Mempunyai nilai akademis yang rata-rata, di atas, atau di bawah rata-rata saat
Sekolah Dasar dan mungkin mempunyai nilai akademis yang lebih buruk saat
Sekolah Menengah Pertama dan mulai melakukan perilaku negatif di sekolah.
Hal lain yang perlu diperhatikan adalah individu-individu yang terlibat dalam perilaku bully.

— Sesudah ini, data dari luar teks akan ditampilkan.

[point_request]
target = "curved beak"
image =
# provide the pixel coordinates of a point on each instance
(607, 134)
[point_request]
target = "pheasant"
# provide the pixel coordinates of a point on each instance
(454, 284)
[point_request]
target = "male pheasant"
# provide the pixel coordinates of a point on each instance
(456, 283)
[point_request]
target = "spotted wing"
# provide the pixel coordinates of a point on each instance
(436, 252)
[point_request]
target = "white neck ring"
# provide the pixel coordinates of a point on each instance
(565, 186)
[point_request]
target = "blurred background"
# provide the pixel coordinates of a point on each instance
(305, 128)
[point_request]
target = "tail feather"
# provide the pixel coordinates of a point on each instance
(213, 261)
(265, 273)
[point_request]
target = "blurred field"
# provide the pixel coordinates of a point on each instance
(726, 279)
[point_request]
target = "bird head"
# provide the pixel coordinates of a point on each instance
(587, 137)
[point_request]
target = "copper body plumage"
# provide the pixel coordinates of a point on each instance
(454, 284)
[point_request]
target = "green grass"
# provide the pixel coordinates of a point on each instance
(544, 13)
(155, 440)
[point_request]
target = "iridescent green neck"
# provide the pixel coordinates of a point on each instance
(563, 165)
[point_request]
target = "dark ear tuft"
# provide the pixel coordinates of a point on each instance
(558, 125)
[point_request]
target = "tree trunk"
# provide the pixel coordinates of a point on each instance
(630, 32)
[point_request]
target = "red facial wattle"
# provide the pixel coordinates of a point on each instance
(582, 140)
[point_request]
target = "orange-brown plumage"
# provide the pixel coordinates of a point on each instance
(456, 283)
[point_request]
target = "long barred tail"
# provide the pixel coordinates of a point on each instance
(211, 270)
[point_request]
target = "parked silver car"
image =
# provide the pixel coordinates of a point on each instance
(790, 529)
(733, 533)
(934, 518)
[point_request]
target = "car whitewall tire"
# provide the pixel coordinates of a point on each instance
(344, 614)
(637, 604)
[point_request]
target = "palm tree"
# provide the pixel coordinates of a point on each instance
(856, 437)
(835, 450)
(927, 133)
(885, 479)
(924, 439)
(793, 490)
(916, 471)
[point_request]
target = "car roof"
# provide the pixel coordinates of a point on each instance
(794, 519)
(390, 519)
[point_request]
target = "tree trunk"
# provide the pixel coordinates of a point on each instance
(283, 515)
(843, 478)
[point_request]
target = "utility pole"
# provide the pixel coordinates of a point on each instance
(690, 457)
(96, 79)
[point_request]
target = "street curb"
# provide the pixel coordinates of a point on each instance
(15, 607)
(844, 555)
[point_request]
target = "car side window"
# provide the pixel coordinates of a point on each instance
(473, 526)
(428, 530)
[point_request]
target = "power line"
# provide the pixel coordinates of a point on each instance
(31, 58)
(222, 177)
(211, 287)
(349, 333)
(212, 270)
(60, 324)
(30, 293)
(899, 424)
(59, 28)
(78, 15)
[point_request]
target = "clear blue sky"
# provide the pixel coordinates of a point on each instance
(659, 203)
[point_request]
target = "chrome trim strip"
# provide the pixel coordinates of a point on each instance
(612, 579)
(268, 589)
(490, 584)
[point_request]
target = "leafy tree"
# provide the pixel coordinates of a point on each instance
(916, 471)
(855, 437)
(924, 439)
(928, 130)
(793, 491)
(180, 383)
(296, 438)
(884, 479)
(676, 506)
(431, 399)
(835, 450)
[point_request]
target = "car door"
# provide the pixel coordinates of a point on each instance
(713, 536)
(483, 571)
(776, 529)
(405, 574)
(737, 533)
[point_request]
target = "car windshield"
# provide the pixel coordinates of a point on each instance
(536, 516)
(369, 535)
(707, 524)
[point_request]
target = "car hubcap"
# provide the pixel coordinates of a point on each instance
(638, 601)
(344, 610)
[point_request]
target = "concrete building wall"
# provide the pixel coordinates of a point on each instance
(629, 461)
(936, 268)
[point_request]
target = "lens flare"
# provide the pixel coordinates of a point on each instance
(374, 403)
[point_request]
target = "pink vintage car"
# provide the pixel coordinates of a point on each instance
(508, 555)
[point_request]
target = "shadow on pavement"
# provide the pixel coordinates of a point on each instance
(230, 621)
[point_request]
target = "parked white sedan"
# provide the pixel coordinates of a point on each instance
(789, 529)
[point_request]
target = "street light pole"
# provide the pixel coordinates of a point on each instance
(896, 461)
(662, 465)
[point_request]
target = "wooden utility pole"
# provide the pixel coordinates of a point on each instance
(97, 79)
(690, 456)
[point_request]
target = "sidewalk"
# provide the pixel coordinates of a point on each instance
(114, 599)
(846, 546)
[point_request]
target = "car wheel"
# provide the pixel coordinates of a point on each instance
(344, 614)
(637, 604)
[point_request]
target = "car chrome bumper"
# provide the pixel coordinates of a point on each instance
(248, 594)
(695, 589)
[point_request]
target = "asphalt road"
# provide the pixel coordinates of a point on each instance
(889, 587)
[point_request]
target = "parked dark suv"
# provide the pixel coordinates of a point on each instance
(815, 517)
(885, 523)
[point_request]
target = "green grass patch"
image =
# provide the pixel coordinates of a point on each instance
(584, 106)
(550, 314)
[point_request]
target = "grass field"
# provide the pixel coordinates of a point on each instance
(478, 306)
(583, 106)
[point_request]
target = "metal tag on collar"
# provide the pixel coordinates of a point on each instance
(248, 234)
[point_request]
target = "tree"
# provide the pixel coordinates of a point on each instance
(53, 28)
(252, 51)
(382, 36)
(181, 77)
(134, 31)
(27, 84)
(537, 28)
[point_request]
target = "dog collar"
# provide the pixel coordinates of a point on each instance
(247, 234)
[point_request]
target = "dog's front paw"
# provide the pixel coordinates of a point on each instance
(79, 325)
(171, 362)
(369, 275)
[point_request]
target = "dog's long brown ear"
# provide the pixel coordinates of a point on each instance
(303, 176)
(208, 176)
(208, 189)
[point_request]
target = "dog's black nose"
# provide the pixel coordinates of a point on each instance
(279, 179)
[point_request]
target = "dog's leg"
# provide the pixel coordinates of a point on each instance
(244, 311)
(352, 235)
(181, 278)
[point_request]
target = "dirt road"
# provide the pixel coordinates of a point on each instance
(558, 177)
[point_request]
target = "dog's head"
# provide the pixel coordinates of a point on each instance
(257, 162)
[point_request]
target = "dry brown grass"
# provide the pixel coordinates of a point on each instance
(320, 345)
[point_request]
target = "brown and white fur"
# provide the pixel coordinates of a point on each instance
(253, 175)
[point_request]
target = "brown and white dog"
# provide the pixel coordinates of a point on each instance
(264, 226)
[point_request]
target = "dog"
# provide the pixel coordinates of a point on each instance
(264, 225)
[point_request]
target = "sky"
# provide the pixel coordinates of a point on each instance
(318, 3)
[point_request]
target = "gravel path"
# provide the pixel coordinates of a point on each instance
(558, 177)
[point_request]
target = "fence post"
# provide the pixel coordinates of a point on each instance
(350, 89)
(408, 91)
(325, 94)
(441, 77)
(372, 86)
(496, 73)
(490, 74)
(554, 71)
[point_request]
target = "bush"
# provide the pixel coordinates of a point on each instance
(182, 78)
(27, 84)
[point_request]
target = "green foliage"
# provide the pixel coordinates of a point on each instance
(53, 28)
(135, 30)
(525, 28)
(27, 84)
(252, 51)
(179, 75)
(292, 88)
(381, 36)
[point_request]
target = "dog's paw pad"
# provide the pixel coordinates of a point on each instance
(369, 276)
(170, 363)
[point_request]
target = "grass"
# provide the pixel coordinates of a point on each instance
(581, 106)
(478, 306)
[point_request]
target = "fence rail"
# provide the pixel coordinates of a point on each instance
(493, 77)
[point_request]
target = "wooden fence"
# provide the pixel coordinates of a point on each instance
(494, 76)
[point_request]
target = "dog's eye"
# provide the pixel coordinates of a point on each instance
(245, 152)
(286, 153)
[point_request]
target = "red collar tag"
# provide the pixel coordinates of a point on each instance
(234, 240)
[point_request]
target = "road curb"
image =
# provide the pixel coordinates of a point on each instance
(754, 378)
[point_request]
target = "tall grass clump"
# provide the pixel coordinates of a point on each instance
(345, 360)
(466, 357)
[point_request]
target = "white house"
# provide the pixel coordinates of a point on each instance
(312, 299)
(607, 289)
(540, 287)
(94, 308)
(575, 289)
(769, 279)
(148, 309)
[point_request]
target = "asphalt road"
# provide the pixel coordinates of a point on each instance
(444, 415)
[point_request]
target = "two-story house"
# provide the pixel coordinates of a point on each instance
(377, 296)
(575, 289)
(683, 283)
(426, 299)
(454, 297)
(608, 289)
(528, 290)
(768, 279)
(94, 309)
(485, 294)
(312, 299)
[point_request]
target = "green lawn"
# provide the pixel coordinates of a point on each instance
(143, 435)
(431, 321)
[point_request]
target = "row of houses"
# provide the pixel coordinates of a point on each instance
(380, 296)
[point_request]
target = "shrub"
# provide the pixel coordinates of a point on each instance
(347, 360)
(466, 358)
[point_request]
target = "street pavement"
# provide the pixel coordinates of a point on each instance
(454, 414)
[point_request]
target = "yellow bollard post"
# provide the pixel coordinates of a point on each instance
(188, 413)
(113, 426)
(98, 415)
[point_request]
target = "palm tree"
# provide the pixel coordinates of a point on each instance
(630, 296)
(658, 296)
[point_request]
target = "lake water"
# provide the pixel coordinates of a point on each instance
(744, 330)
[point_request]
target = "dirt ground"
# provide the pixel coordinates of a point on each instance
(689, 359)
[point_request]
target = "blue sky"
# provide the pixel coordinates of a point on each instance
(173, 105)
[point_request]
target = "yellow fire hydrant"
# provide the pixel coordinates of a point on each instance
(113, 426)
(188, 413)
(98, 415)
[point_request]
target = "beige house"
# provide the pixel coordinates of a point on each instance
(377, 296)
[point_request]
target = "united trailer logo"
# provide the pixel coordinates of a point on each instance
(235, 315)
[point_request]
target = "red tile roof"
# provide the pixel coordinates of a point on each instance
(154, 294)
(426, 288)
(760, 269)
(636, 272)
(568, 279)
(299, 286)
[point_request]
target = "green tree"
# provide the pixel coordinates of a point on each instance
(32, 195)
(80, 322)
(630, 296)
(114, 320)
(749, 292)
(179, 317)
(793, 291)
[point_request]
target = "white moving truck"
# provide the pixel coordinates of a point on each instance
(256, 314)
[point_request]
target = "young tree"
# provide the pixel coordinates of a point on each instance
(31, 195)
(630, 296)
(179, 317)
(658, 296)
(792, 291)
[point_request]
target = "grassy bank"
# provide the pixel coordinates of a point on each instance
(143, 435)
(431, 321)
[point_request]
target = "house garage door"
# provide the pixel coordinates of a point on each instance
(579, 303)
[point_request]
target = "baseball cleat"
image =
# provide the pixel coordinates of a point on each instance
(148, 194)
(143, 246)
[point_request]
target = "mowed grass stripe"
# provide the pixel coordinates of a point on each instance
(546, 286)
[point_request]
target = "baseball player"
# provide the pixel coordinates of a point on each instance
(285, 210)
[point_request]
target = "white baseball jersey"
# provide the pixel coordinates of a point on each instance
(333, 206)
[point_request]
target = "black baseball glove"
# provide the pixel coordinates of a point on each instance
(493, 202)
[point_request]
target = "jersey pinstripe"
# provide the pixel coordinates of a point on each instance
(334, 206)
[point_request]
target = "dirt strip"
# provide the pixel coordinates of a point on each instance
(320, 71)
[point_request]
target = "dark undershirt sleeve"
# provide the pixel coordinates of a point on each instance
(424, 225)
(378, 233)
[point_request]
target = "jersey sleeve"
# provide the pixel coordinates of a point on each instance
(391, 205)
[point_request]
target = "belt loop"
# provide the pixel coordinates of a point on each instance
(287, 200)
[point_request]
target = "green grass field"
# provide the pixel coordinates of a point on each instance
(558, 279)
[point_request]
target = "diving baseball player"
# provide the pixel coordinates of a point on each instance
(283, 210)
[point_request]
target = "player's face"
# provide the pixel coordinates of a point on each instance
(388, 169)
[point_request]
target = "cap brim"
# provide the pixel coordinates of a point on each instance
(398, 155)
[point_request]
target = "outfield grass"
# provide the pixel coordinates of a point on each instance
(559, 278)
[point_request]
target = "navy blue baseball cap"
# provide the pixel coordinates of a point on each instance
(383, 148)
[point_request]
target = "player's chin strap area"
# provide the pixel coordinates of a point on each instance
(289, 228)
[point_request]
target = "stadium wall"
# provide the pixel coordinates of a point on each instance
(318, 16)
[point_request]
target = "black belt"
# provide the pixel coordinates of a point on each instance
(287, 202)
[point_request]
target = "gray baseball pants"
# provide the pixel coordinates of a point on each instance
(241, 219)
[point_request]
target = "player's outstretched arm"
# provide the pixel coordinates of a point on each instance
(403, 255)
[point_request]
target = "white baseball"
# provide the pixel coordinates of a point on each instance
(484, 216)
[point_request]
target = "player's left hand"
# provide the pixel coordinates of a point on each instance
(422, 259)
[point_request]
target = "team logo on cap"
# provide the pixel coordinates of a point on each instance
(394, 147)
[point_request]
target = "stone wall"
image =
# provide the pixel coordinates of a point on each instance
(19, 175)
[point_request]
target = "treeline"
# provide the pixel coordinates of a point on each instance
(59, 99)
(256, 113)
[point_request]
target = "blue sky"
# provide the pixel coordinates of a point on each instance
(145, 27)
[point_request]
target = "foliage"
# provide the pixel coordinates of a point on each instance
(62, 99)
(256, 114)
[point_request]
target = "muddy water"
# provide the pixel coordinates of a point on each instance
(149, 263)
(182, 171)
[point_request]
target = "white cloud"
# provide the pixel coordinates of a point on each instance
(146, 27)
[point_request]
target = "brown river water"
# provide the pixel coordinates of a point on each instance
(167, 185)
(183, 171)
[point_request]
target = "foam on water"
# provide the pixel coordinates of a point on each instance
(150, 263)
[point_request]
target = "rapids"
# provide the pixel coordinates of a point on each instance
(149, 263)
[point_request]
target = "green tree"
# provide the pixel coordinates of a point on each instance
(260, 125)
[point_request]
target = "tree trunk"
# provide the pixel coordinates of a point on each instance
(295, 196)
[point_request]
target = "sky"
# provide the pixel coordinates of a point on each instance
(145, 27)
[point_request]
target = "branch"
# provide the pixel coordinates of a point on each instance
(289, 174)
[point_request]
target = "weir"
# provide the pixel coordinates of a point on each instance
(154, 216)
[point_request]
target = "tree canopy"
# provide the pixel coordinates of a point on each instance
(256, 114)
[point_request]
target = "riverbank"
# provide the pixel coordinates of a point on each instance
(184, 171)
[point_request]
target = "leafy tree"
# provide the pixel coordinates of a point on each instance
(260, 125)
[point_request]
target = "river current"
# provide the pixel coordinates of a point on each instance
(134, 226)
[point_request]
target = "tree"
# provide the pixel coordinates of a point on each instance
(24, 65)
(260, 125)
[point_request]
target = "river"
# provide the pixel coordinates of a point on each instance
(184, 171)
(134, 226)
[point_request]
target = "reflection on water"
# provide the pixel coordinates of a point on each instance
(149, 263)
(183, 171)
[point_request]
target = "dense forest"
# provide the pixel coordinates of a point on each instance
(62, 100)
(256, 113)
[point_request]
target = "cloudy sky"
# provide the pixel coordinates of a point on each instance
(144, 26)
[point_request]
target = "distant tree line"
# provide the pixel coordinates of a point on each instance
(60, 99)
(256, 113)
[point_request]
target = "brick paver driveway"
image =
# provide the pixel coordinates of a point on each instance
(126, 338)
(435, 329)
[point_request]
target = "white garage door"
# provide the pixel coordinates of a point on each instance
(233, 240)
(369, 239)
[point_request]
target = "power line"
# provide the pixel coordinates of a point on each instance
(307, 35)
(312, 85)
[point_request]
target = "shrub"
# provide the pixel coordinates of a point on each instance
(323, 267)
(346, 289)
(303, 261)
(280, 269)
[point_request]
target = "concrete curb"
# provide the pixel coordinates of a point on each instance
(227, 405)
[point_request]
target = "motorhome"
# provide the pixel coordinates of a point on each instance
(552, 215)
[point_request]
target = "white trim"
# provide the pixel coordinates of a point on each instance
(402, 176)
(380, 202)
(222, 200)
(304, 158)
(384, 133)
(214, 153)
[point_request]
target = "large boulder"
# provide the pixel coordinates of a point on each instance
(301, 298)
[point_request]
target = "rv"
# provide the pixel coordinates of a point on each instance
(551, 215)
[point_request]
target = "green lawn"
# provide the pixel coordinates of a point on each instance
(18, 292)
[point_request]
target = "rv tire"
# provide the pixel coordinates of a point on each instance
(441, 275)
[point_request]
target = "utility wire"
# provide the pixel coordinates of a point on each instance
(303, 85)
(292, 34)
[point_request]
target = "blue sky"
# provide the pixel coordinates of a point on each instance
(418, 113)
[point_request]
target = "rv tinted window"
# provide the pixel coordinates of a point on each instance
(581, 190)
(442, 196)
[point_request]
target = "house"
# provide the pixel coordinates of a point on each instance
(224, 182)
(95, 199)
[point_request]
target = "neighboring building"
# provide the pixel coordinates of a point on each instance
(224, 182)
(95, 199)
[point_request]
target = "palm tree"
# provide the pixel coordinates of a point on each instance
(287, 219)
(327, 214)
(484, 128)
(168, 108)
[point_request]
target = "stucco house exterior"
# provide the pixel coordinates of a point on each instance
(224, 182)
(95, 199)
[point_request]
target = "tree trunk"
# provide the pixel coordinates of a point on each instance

individu-individu yang terlibat dalam perilaku bully sendiri dapat dibagi menjadi 3, yaitu :
1. Pelaku.
Dalam hal ini, menurut Stephenson dan Smith (dalam Sulivan 2000), yaitu :
1.
Pelaku bully yang percaya diri
Pelaku yang percaya diri mempunyai penampilan fisik yang kuat, menikmati
kekerasan, merasa nyaman dengan lingkungannya serta cukup populer di
antara teman-temannya.
2.
Pelaku bully yang mempunyai kecemasan
Pelaku bully dengan rasa cemas mempunyai nilai akademis yang rendah, sulit
untuk berkonsentrasi, kurang populer di antara teman-temannya serta merasa
kurang nyaman dengan lingkungannya
3.
Pelaku bully sekaligus korban bully
Pelaku sekaligus korban adalah anak yang menjadi pelaku bully di situasi
tertentu dan menjadi korban di lain situasi. Pelaku sekaligus korban adalah
anak yang sama sekali tidak populer di antara teman-temannya.
2. Korban.
Korban dapat dibagi menjadi 3 tipe Stephenson & Smith, dalam Sulivan 2000 ;
Olweus, dalam Sullivan 2000), yaitu :
1.
Korban bully yang pasif
Ciri-cirinya adalah merasa cemas, rendahnya self-esteem dan kepercayaan
diri, lemah secara fisik, dan tidak populer di antara teman-temannya. Korban
yang pasif ini biasanya tidak berbuat apa-apa untuk membela dirinya.
2.
Korban yang provokatif
Ciri-cirinya adalah secara fisik lebih kuat dibandingkan dengan korban bully
yang pasif, selain itu mereka juga lebih aktif dibandingkan dengan korban
bully yang pasif, sulit untuk berkonsentrasi, menyebabkan ketegangan,
kekesalan dan memprovokasi teman-temannya untuk membelanya.
3.
Korban sekaligus pelaku bully
Ciri-cirinya adalah mereka memprovokasi dan menghasut perilaku agresivitas
pada orang lain.
3.Bystander
Bystander adalah orang-orang di sekitar pelaku dan korban yang menyaksikan
tindakan bully tersebut. Bystanders sendiri memberikan respon yang berbeda-beda
ketika menyaksikan tindakan bully (Harris & Petrie, 2003). Ada yang
mengabaikannya, merasa takut, merasa itu adalah sesuatu yang lucu, atau ikut
merasa sedih.
Partisipan dalam penelitian ini berjumlah 100 murid SMA yang berdomisili di Jakarta. Alat ukur
didapat dengan membuat sendiri, berdasarkan 10 kriteria Olweus (2003) mengenai potensi
perilaku bully dan 7 indikator yang dibuat berdasarkan kapan individu akan melakukan konform
berdasarkan Aronson, Wilson, dan Akert (2007) dan Taylor, Peplau dan Sears (2006). Dengan
metode kuisioner, di mana design untuk penelitian ini bersifat kualitatif, maka didapat hasilnya,
yaitu ada hubungan antara kecenderungan konfomitas dengan potensi perilaku bully, dengan arah
positif. Yang berarti, jika salah satu variabel mempunyai nilai yang tinggi, maka variabel lain jga
akan mempunyai nilai yang tinggi. Begitu juga sebaliknya.